Saya ambil sebuah kasus ada seseorang remaja yang tinggal di daerah sekitar bataran kali sebut saja Daniel (Nama samaran), di lingkungannya Daniel bisa di bilang orang mampu bahkan sedikit kaya’ di banding warga lainnya dia memiliki beberapa Motor  dengan model/tipe baru . Setiap pagi hari daniel menuju ke perempatan lampu merah tak jauh dari rumahnya, tentunya dengan pakaian yang kumal dan jelek serta tak lupa sebuah topi penutup kepala agar orang yang melintasi lampu merah merasa iba dan memberikan sebagaian uangnya.
Kegiatan itu di lakukan sampai sore terkadang cukup sampai siang  kalau di rasa sudah banyak yang di peroleh. Namun, selepas magrib penampilan daniel bisa di bilang berubah 180 derajat dengan pakaian model baru serta model rambut yang sudah di kasih warna (kuning kemerah-merahan) dia bagai anak gaul yang tak mengerti apa itu kehidupan jalanan.

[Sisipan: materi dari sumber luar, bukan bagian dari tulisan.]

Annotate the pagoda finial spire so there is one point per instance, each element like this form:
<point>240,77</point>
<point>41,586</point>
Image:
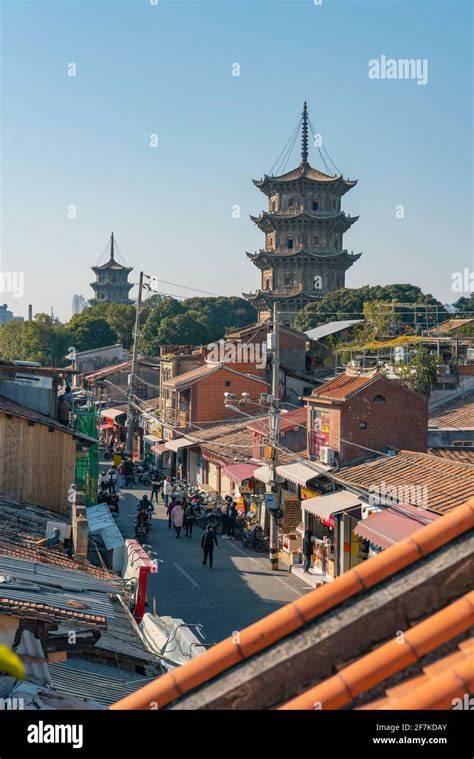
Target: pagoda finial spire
<point>304,134</point>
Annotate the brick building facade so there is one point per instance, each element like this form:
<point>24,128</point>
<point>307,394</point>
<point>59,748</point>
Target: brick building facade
<point>358,411</point>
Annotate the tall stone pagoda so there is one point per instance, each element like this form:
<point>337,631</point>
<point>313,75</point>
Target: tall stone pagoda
<point>303,258</point>
<point>111,285</point>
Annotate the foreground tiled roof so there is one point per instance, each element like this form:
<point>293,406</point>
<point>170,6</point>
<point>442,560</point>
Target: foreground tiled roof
<point>364,580</point>
<point>421,692</point>
<point>422,480</point>
<point>461,454</point>
<point>457,413</point>
<point>344,385</point>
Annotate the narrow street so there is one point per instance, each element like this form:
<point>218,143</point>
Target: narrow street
<point>239,590</point>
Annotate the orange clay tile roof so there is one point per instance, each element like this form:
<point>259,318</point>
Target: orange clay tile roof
<point>295,615</point>
<point>195,375</point>
<point>344,385</point>
<point>422,480</point>
<point>456,413</point>
<point>394,656</point>
<point>461,454</point>
<point>440,684</point>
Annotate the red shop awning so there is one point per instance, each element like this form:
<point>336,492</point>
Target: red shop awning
<point>159,448</point>
<point>384,528</point>
<point>239,472</point>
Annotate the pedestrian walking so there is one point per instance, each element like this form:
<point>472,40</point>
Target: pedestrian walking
<point>169,509</point>
<point>167,491</point>
<point>121,475</point>
<point>177,516</point>
<point>231,520</point>
<point>155,484</point>
<point>103,480</point>
<point>208,541</point>
<point>307,550</point>
<point>111,480</point>
<point>189,517</point>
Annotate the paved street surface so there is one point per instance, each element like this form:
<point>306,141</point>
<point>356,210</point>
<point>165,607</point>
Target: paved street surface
<point>238,590</point>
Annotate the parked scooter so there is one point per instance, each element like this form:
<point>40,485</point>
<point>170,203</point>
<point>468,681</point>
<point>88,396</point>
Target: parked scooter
<point>253,537</point>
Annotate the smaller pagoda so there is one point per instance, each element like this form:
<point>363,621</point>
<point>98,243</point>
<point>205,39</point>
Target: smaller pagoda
<point>111,285</point>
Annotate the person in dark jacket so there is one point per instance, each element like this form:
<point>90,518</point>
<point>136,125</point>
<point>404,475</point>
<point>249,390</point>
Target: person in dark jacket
<point>307,550</point>
<point>208,541</point>
<point>189,516</point>
<point>231,520</point>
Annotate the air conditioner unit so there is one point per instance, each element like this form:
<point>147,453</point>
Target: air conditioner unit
<point>327,455</point>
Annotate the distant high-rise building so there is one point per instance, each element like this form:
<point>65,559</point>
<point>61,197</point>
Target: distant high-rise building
<point>111,285</point>
<point>79,303</point>
<point>7,316</point>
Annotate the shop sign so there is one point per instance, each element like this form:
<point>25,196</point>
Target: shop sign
<point>271,501</point>
<point>308,493</point>
<point>212,459</point>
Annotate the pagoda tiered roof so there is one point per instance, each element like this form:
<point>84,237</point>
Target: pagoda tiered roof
<point>266,220</point>
<point>112,264</point>
<point>263,255</point>
<point>304,171</point>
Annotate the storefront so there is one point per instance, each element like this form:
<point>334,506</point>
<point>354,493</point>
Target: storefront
<point>161,457</point>
<point>330,518</point>
<point>149,441</point>
<point>179,462</point>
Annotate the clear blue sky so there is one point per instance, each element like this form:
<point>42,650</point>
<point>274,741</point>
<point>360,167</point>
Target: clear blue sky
<point>167,69</point>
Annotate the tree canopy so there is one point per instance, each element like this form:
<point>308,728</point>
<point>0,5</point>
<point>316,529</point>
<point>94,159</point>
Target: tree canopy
<point>349,304</point>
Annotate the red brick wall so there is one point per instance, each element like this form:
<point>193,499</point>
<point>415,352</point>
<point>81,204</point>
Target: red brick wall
<point>208,395</point>
<point>401,422</point>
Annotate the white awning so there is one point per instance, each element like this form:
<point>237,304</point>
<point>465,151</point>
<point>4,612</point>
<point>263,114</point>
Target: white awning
<point>324,506</point>
<point>113,413</point>
<point>301,474</point>
<point>152,438</point>
<point>182,442</point>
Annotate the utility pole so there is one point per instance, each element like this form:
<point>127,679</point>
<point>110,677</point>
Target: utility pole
<point>134,373</point>
<point>274,424</point>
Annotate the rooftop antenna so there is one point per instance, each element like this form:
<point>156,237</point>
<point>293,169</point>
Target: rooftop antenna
<point>304,135</point>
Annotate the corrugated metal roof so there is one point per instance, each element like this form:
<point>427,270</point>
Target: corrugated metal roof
<point>331,328</point>
<point>422,480</point>
<point>94,682</point>
<point>101,521</point>
<point>457,413</point>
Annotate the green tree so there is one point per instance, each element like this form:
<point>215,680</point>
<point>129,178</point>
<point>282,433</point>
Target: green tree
<point>88,332</point>
<point>420,373</point>
<point>121,318</point>
<point>349,304</point>
<point>11,341</point>
<point>181,329</point>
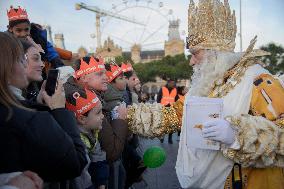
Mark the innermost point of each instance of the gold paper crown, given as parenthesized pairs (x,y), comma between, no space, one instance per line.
(211,25)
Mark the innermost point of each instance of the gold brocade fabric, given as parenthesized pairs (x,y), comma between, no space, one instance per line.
(267,97)
(262,144)
(154,120)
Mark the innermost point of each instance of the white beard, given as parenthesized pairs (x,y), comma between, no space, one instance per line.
(210,70)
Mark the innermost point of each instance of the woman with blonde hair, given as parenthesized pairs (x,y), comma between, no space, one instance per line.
(47,143)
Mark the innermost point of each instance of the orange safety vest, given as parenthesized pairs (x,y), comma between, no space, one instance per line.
(181,97)
(168,98)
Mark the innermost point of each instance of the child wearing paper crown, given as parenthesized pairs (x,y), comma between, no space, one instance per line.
(90,73)
(88,110)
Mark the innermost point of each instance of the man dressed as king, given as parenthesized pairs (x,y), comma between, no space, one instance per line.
(252,130)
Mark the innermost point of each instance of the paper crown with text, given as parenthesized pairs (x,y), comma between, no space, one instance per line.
(126,67)
(114,71)
(17,14)
(211,25)
(94,65)
(80,100)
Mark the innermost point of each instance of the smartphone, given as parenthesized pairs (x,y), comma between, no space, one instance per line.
(51,81)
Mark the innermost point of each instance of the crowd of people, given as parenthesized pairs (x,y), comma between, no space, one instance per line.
(85,135)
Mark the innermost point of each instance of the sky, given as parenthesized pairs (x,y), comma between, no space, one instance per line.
(264,18)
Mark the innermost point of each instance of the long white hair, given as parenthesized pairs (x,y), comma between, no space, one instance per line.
(210,70)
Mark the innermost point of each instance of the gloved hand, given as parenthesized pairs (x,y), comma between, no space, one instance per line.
(219,130)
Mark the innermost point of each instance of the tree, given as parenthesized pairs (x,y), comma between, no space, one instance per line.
(274,62)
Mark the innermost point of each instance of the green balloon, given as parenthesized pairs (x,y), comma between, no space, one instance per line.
(154,157)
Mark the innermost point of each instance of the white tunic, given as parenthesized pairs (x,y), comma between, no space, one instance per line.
(197,168)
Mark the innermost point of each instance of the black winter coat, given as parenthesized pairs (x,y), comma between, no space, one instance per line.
(47,143)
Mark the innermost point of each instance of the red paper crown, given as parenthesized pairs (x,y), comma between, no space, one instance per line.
(115,71)
(17,14)
(93,66)
(126,67)
(82,105)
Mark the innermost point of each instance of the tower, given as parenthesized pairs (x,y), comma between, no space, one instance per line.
(59,40)
(174,45)
(136,53)
(49,33)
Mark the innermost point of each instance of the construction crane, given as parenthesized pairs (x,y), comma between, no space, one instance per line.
(100,13)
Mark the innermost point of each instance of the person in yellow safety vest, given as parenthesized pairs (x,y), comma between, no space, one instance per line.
(167,96)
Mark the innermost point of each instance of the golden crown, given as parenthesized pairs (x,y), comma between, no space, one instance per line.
(211,25)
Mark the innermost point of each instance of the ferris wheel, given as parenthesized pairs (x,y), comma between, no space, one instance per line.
(132,22)
(151,34)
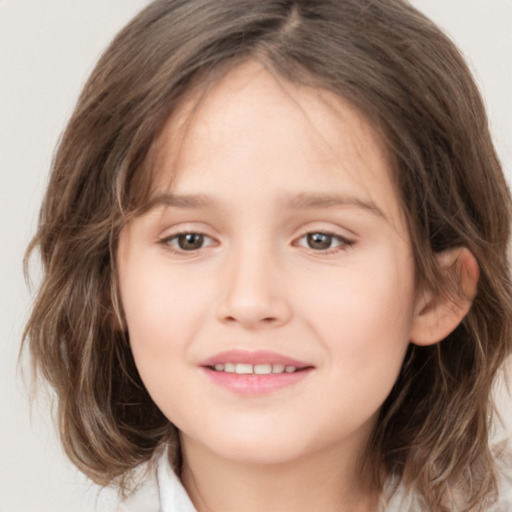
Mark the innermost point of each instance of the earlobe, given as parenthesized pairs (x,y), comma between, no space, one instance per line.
(435,317)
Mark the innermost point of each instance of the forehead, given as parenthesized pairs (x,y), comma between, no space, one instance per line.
(265,129)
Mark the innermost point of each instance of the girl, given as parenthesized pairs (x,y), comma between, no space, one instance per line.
(275,244)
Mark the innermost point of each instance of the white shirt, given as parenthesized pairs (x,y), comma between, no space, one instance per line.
(162,491)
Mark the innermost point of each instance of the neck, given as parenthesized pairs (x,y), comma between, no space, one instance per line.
(326,480)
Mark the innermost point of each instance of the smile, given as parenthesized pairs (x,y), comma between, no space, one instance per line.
(257,369)
(259,372)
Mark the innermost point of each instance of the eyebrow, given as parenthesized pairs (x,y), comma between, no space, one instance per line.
(301,201)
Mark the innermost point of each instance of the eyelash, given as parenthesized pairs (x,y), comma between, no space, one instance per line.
(343,244)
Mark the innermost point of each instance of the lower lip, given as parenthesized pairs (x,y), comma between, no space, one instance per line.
(253,384)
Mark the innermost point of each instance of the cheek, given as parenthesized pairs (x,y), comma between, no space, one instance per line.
(364,313)
(160,313)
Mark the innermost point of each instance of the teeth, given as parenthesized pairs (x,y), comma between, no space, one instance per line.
(243,368)
(258,369)
(262,369)
(229,367)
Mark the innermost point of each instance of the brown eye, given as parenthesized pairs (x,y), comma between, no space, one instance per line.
(319,241)
(190,241)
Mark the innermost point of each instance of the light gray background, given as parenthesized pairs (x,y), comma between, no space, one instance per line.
(47,48)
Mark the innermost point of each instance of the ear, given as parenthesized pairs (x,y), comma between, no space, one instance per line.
(435,317)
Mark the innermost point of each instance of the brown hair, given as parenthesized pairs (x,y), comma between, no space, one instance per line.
(410,81)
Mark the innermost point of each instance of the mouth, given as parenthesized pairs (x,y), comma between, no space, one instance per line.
(254,369)
(253,373)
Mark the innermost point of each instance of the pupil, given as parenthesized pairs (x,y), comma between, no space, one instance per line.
(319,240)
(190,241)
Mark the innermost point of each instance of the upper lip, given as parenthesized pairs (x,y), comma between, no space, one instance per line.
(253,357)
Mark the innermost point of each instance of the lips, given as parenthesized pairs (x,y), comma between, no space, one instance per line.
(254,372)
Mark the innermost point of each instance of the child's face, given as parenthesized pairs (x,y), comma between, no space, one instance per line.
(301,257)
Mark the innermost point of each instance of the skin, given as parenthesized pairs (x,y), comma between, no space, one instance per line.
(251,145)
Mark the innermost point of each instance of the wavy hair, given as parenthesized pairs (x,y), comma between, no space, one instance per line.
(409,80)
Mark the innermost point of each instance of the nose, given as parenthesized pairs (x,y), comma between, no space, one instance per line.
(254,294)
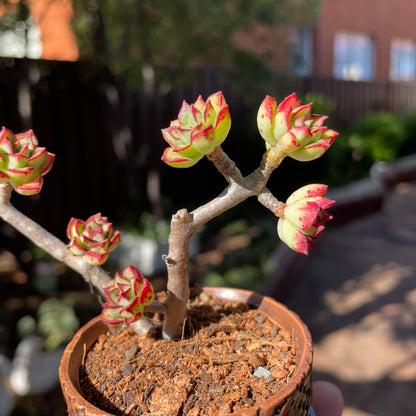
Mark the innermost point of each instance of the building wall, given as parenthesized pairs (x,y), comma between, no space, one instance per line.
(383,20)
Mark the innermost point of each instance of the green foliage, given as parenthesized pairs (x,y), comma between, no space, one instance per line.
(245,252)
(374,137)
(57,323)
(409,126)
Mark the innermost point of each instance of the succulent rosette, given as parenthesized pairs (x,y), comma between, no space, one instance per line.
(302,217)
(93,238)
(199,129)
(126,297)
(292,128)
(22,163)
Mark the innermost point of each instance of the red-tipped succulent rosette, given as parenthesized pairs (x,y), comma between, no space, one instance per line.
(199,129)
(126,297)
(302,217)
(22,163)
(93,238)
(293,129)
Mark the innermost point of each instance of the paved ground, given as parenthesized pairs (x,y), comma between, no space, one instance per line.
(357,294)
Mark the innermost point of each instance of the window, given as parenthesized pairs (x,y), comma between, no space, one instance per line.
(353,56)
(23,40)
(403,60)
(301,51)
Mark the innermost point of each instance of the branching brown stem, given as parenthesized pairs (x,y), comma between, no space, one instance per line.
(48,242)
(184,224)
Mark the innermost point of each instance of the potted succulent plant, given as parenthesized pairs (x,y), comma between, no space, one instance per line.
(216,351)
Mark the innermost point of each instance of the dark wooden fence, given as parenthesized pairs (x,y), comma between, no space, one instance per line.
(107,138)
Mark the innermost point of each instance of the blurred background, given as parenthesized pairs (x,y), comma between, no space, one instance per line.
(97,80)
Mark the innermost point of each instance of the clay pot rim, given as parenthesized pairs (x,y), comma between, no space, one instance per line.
(68,370)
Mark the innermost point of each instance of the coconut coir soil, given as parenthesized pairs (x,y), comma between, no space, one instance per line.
(229,358)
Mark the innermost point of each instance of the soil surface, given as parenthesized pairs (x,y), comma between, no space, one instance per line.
(229,358)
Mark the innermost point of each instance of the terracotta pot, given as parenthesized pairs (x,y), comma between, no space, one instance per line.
(294,399)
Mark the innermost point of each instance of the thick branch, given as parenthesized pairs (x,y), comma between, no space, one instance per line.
(183,225)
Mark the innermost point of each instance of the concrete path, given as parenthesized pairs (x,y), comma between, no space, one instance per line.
(357,294)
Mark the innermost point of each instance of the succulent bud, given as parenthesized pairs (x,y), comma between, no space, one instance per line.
(93,238)
(199,129)
(22,162)
(302,216)
(293,129)
(126,295)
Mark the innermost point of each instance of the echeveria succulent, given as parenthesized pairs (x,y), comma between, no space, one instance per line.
(126,297)
(302,216)
(293,129)
(22,162)
(93,238)
(199,129)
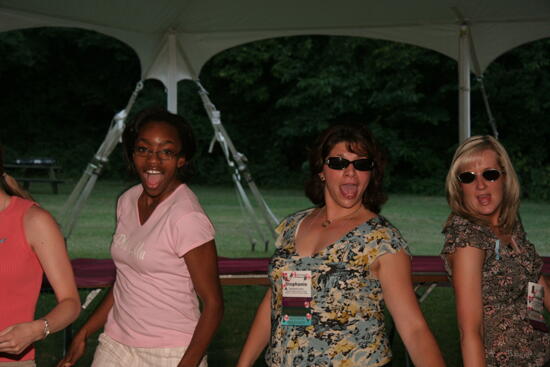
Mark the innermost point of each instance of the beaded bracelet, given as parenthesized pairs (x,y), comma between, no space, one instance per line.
(46,328)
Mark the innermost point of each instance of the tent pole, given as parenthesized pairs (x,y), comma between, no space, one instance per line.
(464,84)
(172,80)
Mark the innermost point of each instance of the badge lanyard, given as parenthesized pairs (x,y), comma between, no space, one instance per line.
(296,298)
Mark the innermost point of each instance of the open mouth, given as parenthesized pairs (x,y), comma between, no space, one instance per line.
(484,199)
(349,191)
(153,178)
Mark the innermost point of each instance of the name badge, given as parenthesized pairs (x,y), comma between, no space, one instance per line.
(296,298)
(535,306)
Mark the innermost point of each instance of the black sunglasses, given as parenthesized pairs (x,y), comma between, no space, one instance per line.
(339,163)
(488,175)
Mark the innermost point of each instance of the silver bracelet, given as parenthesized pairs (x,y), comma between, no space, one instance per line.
(46,328)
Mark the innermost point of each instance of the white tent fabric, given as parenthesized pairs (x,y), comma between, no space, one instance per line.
(175,38)
(203,28)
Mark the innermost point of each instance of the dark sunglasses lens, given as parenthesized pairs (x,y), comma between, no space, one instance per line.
(364,164)
(467,177)
(491,175)
(337,163)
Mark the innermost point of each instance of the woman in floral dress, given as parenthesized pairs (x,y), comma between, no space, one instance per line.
(495,270)
(334,267)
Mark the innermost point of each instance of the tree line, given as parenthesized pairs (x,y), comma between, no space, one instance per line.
(61,88)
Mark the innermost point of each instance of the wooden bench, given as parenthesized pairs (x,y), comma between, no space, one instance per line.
(32,170)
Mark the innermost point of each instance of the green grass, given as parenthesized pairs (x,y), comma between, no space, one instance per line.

Dari kejadian di atas saya berfikir bahwa diakui atau tidak idiologi pengemis sudah menjangkit sebagian besar masyarakat Indonesia.
Lantas bagaimana kita menyikapi persoalan tersebut, apakah kita akan acuh kalau ada seorang pengemis atau kita tetap memberi uang kepada mereka? Tentunya jawabannya tidak mudah di butuhkan diskusi-diskusi yang lebih intens namun setidaknya ada salah satu tawaran yang sudah banyak di terapkan oleh pemerintah yakni dengan cara memasang iklan yang berisi tentang “kalau memberi uang lebih baik pada lembaga sosial ” agar uang itu bisa di salurkan pada orang-orang yang memang membutuhkan. Tapi ini bukan jaminan uang itu akan sampai pada orang yang membutuhkan disinilah peran masyarakat sebagai pengontrol sangat di butuhkan.